Acierta “Tarata” al marcar los límites del proyecto, sabiendo que no se puede representar lo que resulta irrepresentable ni vale la pena reconstruir –y no sólo por razones económicas de producción- un suceso que pierde su dimensión material para simbolizar el horror. Por eso, decide no escenificar el atentado a la manera de los telefilmes que “reconstruyeron con realismo” la masacre de los atletas en el Munich de 1972, o el rescate de Entebbe, o la toma de la residencia del embajador japonés en Lima. Prefiere una presentación escueta del hecho, en segundo término visual, para retomar el hilo de la historia familiar luego de una elipsis.
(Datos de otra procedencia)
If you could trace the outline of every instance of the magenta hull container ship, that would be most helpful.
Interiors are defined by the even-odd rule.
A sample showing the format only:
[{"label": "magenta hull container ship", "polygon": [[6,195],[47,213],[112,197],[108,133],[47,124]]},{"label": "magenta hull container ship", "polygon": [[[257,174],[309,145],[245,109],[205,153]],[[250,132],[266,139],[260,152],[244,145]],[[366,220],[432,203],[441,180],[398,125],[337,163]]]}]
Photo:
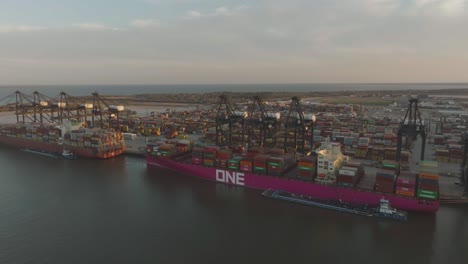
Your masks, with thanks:
[{"label": "magenta hull container ship", "polygon": [[347,203],[367,204],[369,206],[377,206],[380,199],[385,198],[390,201],[394,208],[425,213],[435,213],[439,209],[438,200],[424,200],[373,190],[324,185],[295,178],[194,165],[170,157],[146,155],[146,163],[148,166],[163,167],[205,180],[258,190],[283,190],[319,199],[341,200]]}]

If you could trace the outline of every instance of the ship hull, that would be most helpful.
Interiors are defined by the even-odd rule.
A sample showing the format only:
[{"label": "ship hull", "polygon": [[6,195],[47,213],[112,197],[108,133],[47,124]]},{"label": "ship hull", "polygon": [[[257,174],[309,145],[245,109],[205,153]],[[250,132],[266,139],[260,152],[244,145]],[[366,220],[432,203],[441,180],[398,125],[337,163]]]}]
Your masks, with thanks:
[{"label": "ship hull", "polygon": [[435,213],[439,209],[439,201],[437,200],[420,200],[413,197],[379,193],[372,190],[322,185],[294,178],[231,171],[178,162],[170,158],[146,156],[146,163],[149,166],[163,167],[205,180],[258,190],[284,190],[290,193],[307,195],[319,199],[341,200],[347,203],[367,204],[369,206],[377,206],[380,199],[385,198],[390,201],[394,208],[426,213]]},{"label": "ship hull", "polygon": [[[11,147],[34,149],[34,150],[40,150],[40,151],[45,151],[49,153],[57,153],[57,154],[62,154],[63,149],[64,149],[64,146],[58,143],[35,141],[35,140],[30,140],[30,139],[8,137],[8,136],[3,136],[3,135],[0,135],[0,144],[11,146]],[[111,149],[108,151],[97,151],[92,148],[79,148],[79,147],[71,147],[71,146],[67,146],[66,148],[67,150],[71,151],[78,157],[98,158],[98,159],[112,158],[112,157],[121,155],[125,151],[125,147]]]},{"label": "ship hull", "polygon": [[63,151],[63,146],[56,143],[41,142],[17,137],[0,136],[0,144],[11,147],[41,150],[50,153],[61,154]]}]

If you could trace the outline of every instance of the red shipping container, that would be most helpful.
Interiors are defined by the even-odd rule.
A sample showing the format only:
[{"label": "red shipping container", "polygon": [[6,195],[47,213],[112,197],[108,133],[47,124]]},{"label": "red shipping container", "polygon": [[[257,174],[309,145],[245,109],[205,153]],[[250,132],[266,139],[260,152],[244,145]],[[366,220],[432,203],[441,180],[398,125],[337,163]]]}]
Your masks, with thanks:
[{"label": "red shipping container", "polygon": [[248,172],[251,172],[252,171],[252,160],[251,159],[242,159],[240,161],[240,164],[239,164],[239,169],[241,171],[248,171]]},{"label": "red shipping container", "polygon": [[336,181],[337,182],[344,182],[344,183],[352,183],[354,184],[355,182],[355,176],[349,176],[349,175],[338,175],[338,177],[336,177]]},{"label": "red shipping container", "polygon": [[297,175],[301,177],[313,177],[314,171],[313,170],[297,170]]},{"label": "red shipping container", "polygon": [[401,186],[398,186],[396,187],[396,190],[397,191],[403,191],[403,192],[413,192],[414,193],[414,190],[415,188],[408,188],[408,187],[401,187]]},{"label": "red shipping container", "polygon": [[416,184],[406,184],[406,183],[398,183],[396,184],[397,187],[405,187],[405,188],[416,188]]},{"label": "red shipping container", "polygon": [[405,192],[405,191],[398,191],[397,190],[395,193],[399,194],[399,195],[414,197],[414,192]]},{"label": "red shipping container", "polygon": [[438,185],[432,185],[432,184],[420,183],[418,185],[418,189],[419,190],[431,191],[431,192],[438,192],[439,191],[439,186]]},{"label": "red shipping container", "polygon": [[217,152],[219,150],[218,146],[206,146],[204,148],[205,152]]},{"label": "red shipping container", "polygon": [[192,164],[201,165],[202,162],[203,162],[203,160],[201,158],[198,158],[198,157],[193,157],[192,158]]},{"label": "red shipping container", "polygon": [[269,155],[257,155],[254,159],[254,166],[266,168]]}]

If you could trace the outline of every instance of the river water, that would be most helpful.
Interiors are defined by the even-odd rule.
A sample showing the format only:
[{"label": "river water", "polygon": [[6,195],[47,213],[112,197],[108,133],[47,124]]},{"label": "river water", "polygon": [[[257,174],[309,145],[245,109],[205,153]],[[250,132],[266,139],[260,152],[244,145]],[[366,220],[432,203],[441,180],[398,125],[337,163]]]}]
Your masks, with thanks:
[{"label": "river water", "polygon": [[468,206],[409,222],[156,168],[0,147],[0,263],[466,263]]}]

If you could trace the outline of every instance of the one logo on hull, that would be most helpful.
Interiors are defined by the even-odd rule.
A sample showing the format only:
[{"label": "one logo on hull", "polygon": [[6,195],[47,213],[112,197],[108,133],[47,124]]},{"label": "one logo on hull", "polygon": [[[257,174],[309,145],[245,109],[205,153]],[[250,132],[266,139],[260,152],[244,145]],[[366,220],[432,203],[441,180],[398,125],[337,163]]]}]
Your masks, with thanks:
[{"label": "one logo on hull", "polygon": [[244,173],[216,170],[216,181],[244,186]]}]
En algo recuerda la opción del director mexicano Jorge Fons, en “Rojo amanecer” (1989), que hablaba de la matanza de la Plaza de las 3 Culturas, en 1968, sin mostrarla más que a través de las repercusiones provocadas en la vida de una familia del barrio de Tlatelolco.
Ahora bien, la narración elusiva del atentado de Tarata no significa restarle potencia dramática a la situación ni capacidad para transformar a los personajes, sobre todo cuando el guión indica que eso ocurre.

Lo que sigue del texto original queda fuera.